DBT Bureau
Pune, 14 March 2025
Spirit Aviation Holdings, Inc., parent company of Spirit Airlines, LLC, announced that Spirit has emerged from its financial restructuring, completing a consensual, deleveraging transaction that equitizes approximately $795 million of funded debt. With significantly less debt and greater financial flexibility, Spirit emerges as a stronger company better positioned for long-term success.
As part of the restructuring, the Company has also received a $350 million equity investment from existing investors to support Spirit’s future initiatives, including investments to provide Guests with enhanced travel experiences and greater value. Spirit’s Plan of Reorganization was confirmed by the United States Bankruptcy Court for the Southern District of New York, with overwhelming support from a supermajority of the Company’s loyalty and convertible noteholders.
Spirit will continue to be led by Ted Christie, President and Chief Executive Officer, and its existing executive team.
“We’re pleased to complete our streamlined restructuring and emerge in a stronger financial position to continue our transformation and investments in the Guest experience,” said Ted Christie. “Throughout this process, we’ve continued to make meaningful progress enhancing our product offerings, while also focusing on returning to profitability and positioning our airline for long-term success. Today, we’re moving forward with our strategy to redefine low-fare travel with our new, high-value travel options.”
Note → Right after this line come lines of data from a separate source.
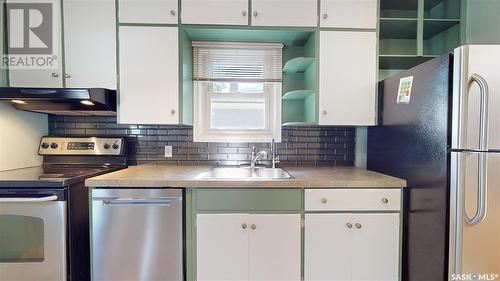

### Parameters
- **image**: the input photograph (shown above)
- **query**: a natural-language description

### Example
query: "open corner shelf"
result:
[379,0,463,73]
[283,57,316,73]
[282,90,315,100]
[380,18,418,39]
[424,19,460,40]
[282,122,318,127]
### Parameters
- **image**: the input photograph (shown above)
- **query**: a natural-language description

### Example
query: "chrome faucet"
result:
[250,146,268,168]
[270,139,280,169]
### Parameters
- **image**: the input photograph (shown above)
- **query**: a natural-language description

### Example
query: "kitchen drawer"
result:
[196,188,302,212]
[305,189,401,211]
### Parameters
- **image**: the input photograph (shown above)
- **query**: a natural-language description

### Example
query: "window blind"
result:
[192,42,283,82]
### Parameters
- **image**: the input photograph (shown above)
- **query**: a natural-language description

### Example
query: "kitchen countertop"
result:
[85,165,406,188]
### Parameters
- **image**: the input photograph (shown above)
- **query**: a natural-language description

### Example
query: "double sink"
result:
[202,167,294,179]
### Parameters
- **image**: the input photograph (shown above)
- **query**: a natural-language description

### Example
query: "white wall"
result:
[0,102,48,171]
[354,127,368,168]
[0,1,48,171]
[465,0,500,44]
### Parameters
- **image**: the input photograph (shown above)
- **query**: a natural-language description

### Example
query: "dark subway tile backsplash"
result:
[49,116,356,166]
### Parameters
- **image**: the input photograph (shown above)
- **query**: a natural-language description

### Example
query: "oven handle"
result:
[0,195,57,203]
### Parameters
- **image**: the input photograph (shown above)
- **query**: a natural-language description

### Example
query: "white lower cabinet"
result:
[304,213,400,281]
[196,214,301,281]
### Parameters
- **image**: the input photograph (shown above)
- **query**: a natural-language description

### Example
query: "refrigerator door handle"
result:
[464,153,488,226]
[470,73,490,151]
[461,73,490,151]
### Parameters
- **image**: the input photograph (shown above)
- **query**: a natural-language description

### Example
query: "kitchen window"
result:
[193,42,283,142]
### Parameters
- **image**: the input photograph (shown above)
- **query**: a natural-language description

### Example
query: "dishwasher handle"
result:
[94,197,180,207]
[0,195,57,203]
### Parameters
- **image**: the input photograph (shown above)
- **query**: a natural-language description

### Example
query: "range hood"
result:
[0,87,116,116]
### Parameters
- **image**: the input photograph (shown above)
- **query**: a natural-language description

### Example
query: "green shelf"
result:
[283,57,315,73]
[380,18,417,39]
[282,90,315,100]
[282,122,318,127]
[379,55,438,69]
[378,0,464,72]
[424,19,460,40]
[380,0,420,10]
[424,0,462,19]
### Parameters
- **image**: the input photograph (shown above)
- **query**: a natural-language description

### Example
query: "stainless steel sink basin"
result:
[202,167,293,179]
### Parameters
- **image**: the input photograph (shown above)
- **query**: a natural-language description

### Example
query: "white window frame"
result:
[193,42,283,142]
[193,81,282,142]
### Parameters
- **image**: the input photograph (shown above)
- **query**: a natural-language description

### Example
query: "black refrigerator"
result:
[367,45,500,281]
[367,54,453,281]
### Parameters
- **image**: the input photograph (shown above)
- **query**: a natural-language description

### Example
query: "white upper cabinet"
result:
[319,31,377,126]
[63,0,117,89]
[118,0,179,24]
[7,0,63,88]
[181,0,248,25]
[118,26,179,124]
[320,0,377,28]
[252,0,318,26]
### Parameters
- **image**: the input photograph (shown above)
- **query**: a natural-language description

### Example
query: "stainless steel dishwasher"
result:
[92,189,185,281]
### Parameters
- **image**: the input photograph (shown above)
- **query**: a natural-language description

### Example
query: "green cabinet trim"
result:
[196,189,302,212]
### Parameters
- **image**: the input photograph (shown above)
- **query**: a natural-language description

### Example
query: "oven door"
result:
[0,189,67,281]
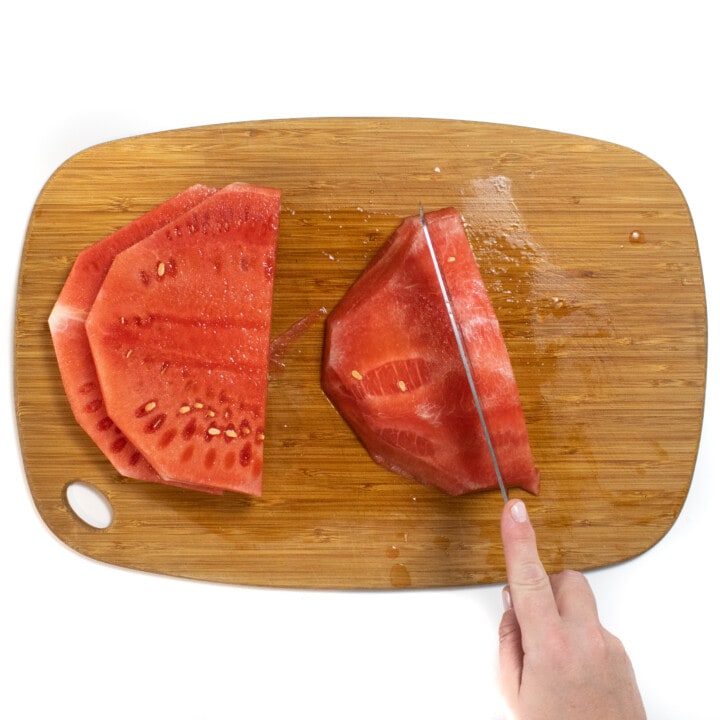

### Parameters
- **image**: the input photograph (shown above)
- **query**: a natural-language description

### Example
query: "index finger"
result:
[500,500,560,641]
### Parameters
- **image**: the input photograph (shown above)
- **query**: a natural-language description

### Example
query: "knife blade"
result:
[420,203,508,502]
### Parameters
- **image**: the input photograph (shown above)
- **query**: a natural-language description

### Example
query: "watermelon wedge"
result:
[322,208,539,495]
[48,185,215,480]
[85,183,280,495]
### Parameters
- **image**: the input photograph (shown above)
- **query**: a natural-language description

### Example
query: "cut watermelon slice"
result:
[49,185,215,480]
[85,183,280,495]
[322,208,539,495]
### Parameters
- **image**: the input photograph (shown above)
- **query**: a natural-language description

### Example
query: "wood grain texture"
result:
[15,118,707,588]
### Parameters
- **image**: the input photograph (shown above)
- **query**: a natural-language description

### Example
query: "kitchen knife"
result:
[420,203,508,502]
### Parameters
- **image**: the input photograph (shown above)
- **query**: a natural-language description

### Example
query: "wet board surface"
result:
[15,118,707,589]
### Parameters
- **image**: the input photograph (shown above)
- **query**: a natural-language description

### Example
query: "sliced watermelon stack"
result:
[49,183,280,495]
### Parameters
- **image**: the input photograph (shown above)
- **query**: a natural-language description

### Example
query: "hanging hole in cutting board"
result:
[65,480,113,530]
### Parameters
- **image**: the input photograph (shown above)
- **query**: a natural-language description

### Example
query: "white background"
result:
[0,0,720,720]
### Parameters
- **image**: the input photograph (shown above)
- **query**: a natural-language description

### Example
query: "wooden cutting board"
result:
[15,118,707,588]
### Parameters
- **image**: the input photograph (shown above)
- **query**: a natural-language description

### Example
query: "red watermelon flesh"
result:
[86,183,280,495]
[49,185,215,480]
[322,208,539,495]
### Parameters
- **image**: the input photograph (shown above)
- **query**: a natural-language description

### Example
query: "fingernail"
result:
[503,588,512,610]
[510,500,527,522]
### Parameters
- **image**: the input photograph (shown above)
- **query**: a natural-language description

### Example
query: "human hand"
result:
[499,500,646,720]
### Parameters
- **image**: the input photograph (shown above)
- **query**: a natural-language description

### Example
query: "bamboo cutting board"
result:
[15,118,707,588]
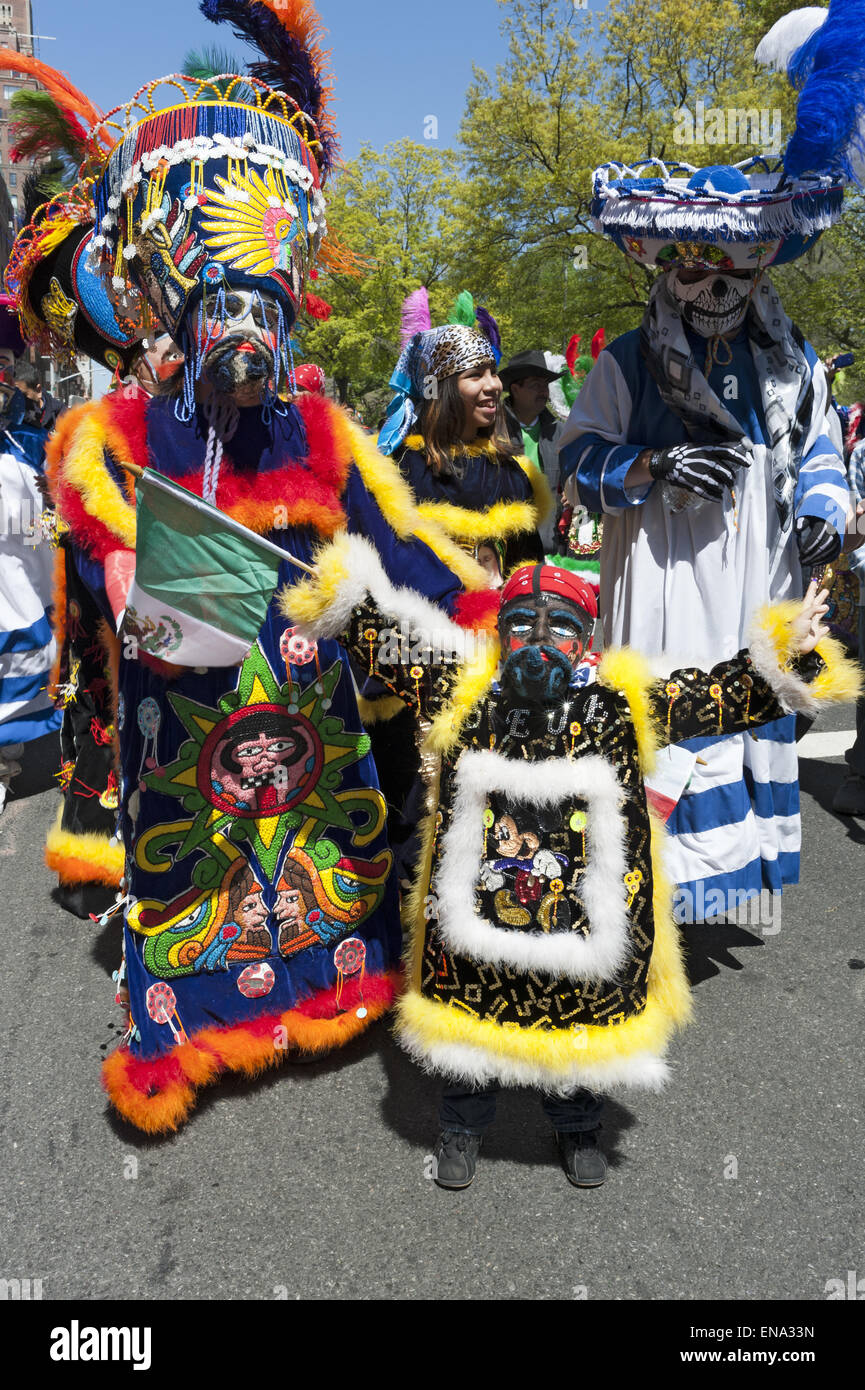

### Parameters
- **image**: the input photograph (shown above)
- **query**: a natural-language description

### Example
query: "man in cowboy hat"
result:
[499,350,563,550]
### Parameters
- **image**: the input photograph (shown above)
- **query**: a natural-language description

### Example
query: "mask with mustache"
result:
[668,268,754,338]
[200,289,284,406]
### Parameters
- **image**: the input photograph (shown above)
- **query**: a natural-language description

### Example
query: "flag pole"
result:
[117,459,318,575]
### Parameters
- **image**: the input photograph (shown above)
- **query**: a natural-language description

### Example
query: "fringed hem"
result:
[102,970,402,1134]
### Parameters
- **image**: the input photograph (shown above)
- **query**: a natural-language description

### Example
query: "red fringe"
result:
[453,589,502,631]
[104,391,150,468]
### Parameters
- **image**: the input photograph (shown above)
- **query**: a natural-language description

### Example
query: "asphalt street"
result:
[0,708,865,1300]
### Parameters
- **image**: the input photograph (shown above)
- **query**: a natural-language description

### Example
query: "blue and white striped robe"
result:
[559,319,848,922]
[0,453,63,748]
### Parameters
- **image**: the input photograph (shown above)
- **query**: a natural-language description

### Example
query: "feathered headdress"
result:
[755,0,865,181]
[448,289,502,367]
[200,0,338,182]
[0,47,113,164]
[399,285,433,348]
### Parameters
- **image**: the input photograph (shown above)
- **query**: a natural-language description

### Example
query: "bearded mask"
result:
[95,79,327,418]
[666,267,755,338]
[498,564,597,706]
[199,289,284,404]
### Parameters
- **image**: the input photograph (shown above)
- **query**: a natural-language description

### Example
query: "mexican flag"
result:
[120,468,292,666]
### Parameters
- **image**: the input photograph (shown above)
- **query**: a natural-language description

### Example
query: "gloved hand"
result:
[795,517,841,564]
[648,443,751,502]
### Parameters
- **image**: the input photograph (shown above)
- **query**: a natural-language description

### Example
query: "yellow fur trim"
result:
[396,824,693,1084]
[332,410,490,591]
[424,632,501,753]
[809,637,865,703]
[516,455,556,521]
[598,646,658,773]
[417,502,538,545]
[280,531,350,626]
[60,403,135,549]
[402,778,441,994]
[754,599,802,666]
[357,695,409,728]
[45,806,125,887]
[754,599,864,703]
[405,435,499,459]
Spirit emerges with a reconstituted Board of Directors. In addition to Ted Christie, the Board will include six directors with significant industry and financial leadership experience: Robert A. Milton, David N. Siegel, Timothy Bernlohr, Eugene I. Davis, Andrea Fischer Newman, and Radha Tilton.
Ted Christie continued: “I’m incredibly proud of our Team Members for their continued dedication to our Guests and each other throughout this process. Despite the challenges we’ve faced as an organization, we’re emerging as a stronger and more focused airline. On behalf of the executive team, I would also like to thank our outgoing board members for their contributions and invaluable service to our airline.”
Upon Spirit’s emergence, the common stock issued by Spirit Airlines, Inc. was cancelled. Newly issued shares now held by Spirit’s new owners are expected to trade in the over-the-counter marketplace. The Company expects to re-list its shares on a stock exchange as soon as reasonably practicable after the Effective Date of Spirit’s Plan of Reorganization.